2023/06/20 のログ
ご案内:「王都平民地区 裏通り」にエリノアさんが現れました。
エリノア > 夜半を迎えようかという頃、さほど夜の早い界隈でもないが、
それでも、そろそろ表通りの側には、“CLOSED”の札が目立ち始める頃。

そんな札を表扉に提げて、数分ののち。
空の酒瓶を収めた木箱を両手で持ち上げ、裏通りに面した扉を肩で開けて、
コックコート姿の女が姿を現した。
裏口脇に置いた木箱の上に、たった今運び出した木箱をよいしょと重ね、
両手を腰に当てて空を仰ぎ、ほう、と深く息を吐く。

「はぁ……、今日も、よく働いた、ねぇ」

誰に聞かせるでもなく呟いて、浮かべるのは満ち足りた微笑。
殊更に儲かったということもないが、普通が一番、平穏が一番。
そんな風に考えるのは、年を取った、ということなのかも知れないが、
それならそれで構わない、とさえ、女は考える。

ご案内:「王都平民地区 裏通り」にコルボさんが現れました。
コルボ > まだ人の賑わいが見える中、表通りを歩く一人の男。
それなりに身なりを整え、カバンを片手に店の表札に視線を巡らせるが、
閉店を示す札に頭をかきつつ

「ぁー、酒場に行くかな今日は……、お? おーい、姐さん久しぶりー」

顔馴染の店もまた閉店の札がかかったのを確認した直後、その店の主が裏口で一息ついてるところを見定めて手を振る。

最初に出会ったのは数年前、その男が駆け出しだった頃に、夫が亡くなって後、
夫の顔見知りだった冒険者に連れ添われて以来たまに顔を出す冒険者の男。

単独行動は多いが、それなりに腕は良いらしく、それでも、客から聞こえてくる噂もある。
女癖の悪さは今でも噂に聞くが、それは男が頭角を現してきている証左でもあり。

何より貴女を『姐さん』と呼ぶのは貴女を先達、夫の現役時代に助手として連れ立っていた頃の貴女の手並みを
貴女に自覚はなくとも『大事なことだ』と一目置いているからであり。

あと出された料理を旨いともまずいともいわずがっつくように食べる。
酒も頼まず、ここでは食事だけを愉しんでいて。

「わりい姐さん! 深夜料金払うから賄いでもなんでも食わせてくれ!
 今日酒場のやかましい空気で飯食うノリじゃねーんだ!」

手癖が悪い客の対応にも一役買ってくれる、まるで貴女を姉貴分のようにしたう男は
つい最近学院の非常勤講師としても務めているらしく、身なりのいいいでたちで頭を下げながら両手を合わせて。

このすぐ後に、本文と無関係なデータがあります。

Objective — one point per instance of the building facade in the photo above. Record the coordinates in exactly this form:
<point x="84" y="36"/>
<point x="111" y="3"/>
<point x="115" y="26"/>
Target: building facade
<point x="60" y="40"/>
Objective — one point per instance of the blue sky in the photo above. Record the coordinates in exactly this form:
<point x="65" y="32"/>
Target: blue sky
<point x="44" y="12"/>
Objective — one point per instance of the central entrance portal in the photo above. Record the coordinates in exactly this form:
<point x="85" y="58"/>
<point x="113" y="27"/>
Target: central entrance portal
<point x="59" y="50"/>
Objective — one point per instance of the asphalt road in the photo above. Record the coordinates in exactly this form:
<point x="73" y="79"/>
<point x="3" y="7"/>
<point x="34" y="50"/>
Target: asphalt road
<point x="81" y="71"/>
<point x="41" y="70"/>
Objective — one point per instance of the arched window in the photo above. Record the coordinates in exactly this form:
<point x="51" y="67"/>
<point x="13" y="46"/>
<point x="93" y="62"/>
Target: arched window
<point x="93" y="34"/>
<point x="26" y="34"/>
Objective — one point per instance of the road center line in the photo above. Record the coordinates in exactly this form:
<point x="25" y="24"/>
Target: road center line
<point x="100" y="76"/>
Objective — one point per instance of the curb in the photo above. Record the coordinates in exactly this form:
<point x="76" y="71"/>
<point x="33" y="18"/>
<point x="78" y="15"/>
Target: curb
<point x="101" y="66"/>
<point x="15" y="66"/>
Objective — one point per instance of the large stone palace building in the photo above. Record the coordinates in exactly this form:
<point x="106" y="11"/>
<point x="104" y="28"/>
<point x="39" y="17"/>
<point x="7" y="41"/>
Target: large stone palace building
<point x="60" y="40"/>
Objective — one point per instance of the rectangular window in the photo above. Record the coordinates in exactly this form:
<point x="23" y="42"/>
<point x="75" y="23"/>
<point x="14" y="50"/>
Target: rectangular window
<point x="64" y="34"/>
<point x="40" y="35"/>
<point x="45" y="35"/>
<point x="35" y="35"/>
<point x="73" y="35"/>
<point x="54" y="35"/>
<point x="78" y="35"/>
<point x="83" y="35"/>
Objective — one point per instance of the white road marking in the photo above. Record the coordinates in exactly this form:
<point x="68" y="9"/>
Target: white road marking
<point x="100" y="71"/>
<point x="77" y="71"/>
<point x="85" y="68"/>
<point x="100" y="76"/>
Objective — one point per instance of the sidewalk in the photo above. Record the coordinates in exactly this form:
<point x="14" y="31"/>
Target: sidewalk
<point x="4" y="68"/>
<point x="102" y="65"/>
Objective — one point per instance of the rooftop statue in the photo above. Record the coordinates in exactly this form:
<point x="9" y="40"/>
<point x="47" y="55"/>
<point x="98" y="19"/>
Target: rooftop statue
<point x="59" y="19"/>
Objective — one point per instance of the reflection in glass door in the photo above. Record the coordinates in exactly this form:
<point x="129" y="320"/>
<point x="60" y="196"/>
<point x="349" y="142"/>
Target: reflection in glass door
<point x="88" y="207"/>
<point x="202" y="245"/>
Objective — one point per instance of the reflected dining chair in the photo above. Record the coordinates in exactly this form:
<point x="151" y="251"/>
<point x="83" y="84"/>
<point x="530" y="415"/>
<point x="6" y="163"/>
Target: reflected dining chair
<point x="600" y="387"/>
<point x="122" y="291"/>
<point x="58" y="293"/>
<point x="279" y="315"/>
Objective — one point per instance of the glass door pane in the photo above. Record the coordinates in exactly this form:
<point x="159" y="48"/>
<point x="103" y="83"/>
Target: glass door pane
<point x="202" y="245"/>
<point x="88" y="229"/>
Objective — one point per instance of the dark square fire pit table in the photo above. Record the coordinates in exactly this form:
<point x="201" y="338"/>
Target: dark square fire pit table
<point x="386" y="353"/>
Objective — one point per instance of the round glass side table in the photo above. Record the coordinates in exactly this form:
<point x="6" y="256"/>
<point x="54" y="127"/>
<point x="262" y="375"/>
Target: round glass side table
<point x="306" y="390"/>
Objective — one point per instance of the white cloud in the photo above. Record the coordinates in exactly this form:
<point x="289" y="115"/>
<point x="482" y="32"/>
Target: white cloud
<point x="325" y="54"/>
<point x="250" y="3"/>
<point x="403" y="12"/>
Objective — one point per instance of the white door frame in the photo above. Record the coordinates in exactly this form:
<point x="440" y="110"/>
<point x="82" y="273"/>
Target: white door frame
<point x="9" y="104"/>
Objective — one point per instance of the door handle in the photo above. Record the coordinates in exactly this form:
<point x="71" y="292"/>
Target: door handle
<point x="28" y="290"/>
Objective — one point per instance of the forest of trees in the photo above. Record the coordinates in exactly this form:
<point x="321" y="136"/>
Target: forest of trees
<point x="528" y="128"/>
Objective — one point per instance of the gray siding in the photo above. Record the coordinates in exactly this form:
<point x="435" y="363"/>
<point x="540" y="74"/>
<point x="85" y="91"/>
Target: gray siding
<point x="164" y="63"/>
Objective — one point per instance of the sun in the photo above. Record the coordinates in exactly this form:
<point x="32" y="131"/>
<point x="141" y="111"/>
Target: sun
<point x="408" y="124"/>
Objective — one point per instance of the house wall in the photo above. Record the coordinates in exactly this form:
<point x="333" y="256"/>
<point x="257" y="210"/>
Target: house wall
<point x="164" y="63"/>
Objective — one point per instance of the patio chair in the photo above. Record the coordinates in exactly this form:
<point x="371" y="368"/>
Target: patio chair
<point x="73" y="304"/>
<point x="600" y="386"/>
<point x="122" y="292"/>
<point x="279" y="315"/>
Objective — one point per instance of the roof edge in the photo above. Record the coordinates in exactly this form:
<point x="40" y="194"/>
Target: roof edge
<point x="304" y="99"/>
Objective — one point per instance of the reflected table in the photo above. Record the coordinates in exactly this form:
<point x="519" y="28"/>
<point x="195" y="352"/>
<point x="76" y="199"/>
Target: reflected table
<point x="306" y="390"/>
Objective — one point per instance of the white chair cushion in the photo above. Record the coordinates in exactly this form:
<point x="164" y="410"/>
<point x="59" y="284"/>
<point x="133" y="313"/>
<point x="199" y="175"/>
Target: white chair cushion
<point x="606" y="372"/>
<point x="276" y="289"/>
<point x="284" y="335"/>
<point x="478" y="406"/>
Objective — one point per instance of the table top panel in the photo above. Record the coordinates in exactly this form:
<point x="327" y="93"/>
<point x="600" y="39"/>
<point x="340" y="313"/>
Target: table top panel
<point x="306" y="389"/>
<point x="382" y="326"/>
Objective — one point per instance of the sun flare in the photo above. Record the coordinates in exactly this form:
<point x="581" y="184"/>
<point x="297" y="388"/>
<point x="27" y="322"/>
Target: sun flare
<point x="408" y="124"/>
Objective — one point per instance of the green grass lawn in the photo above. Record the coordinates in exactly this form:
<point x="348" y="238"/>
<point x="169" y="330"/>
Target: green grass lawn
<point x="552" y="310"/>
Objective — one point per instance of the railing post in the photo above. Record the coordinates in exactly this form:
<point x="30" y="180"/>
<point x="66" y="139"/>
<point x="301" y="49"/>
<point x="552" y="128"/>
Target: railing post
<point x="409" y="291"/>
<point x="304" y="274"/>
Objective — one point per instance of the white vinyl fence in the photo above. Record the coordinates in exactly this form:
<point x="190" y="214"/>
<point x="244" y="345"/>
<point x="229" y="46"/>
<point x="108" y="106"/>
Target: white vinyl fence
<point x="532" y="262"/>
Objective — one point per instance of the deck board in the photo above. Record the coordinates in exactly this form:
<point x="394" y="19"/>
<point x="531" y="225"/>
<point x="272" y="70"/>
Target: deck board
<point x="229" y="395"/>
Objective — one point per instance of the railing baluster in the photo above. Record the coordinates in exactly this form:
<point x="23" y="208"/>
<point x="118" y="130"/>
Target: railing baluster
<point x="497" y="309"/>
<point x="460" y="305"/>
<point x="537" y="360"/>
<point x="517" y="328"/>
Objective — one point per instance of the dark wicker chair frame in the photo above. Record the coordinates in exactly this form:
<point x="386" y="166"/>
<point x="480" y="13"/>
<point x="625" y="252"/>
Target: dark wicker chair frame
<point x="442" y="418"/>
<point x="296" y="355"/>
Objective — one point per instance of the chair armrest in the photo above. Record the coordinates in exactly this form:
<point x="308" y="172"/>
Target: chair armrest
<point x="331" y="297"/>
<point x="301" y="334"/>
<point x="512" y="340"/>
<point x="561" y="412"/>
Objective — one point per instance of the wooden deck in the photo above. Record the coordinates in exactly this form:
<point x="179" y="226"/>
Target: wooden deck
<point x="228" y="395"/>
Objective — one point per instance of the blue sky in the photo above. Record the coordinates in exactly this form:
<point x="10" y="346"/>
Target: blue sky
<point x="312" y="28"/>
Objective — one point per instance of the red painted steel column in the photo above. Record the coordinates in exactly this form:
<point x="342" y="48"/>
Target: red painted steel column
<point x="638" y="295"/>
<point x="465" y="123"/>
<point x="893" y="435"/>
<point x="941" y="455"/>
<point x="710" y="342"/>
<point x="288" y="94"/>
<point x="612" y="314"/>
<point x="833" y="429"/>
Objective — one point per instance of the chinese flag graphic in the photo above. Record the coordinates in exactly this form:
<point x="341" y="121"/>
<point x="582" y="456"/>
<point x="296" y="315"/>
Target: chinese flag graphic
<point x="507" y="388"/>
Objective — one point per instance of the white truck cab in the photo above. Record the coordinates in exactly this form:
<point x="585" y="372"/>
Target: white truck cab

エリノア > ここに店を構えた頃から、ほとんど変わらぬ見た目でありながら、
口を開けば夫に負けず劣らずの磊落ぶりを披露していたため、
姐さん、などと女を呼ぶ者も、決して少なくなかった。

振り返った先に居る男も、そのうちの一人。
双眸を細めてその姿を視認すると、気やすい笑みを浮かべて。

「おや、コルボじゃあないか、本当に久しぶりだねぇ。
 てっきりあんた、どっか他所に、馴染みの店が出来たのかと思ってたよ」

初めて店に来た頃は、尻に未だ卵の殻をくっつけたような、
ほんのひよっこであった男。
あれからめきめきと腕を上げている、とは聞くが、それと同じぐらい、
女癖の悪さについても名を上げている―――――しかし女にとっては、
憎めないけれど困った子、弟のような存在だった。

「今日はもう、本当に、大したもんが残ってないんだよ。
 でもまぁ、良いよ、どうぞお入り。
 表は鍵を閉めちまったから、裏からで済まないけどね」

煮込みが少し、あとはソーセージやチーズ、パンの類なら残っている。
男の腹の減り具合によっては、卵料理程度なら追加で出せるだろう。
そもそも気取った店でもないと、この男はとっくに知っている。
ならば遠慮も要るまいと、裏口の扉を男のためにもう一度開けた。

こじんまりとした店内、明かりは既に、カウンター席と厨房を照らすのみ。
適当に座っておくれ、とカウンター席を掌で示し、女はカウンターを隔てた、厨房スペースへ入り込んだ。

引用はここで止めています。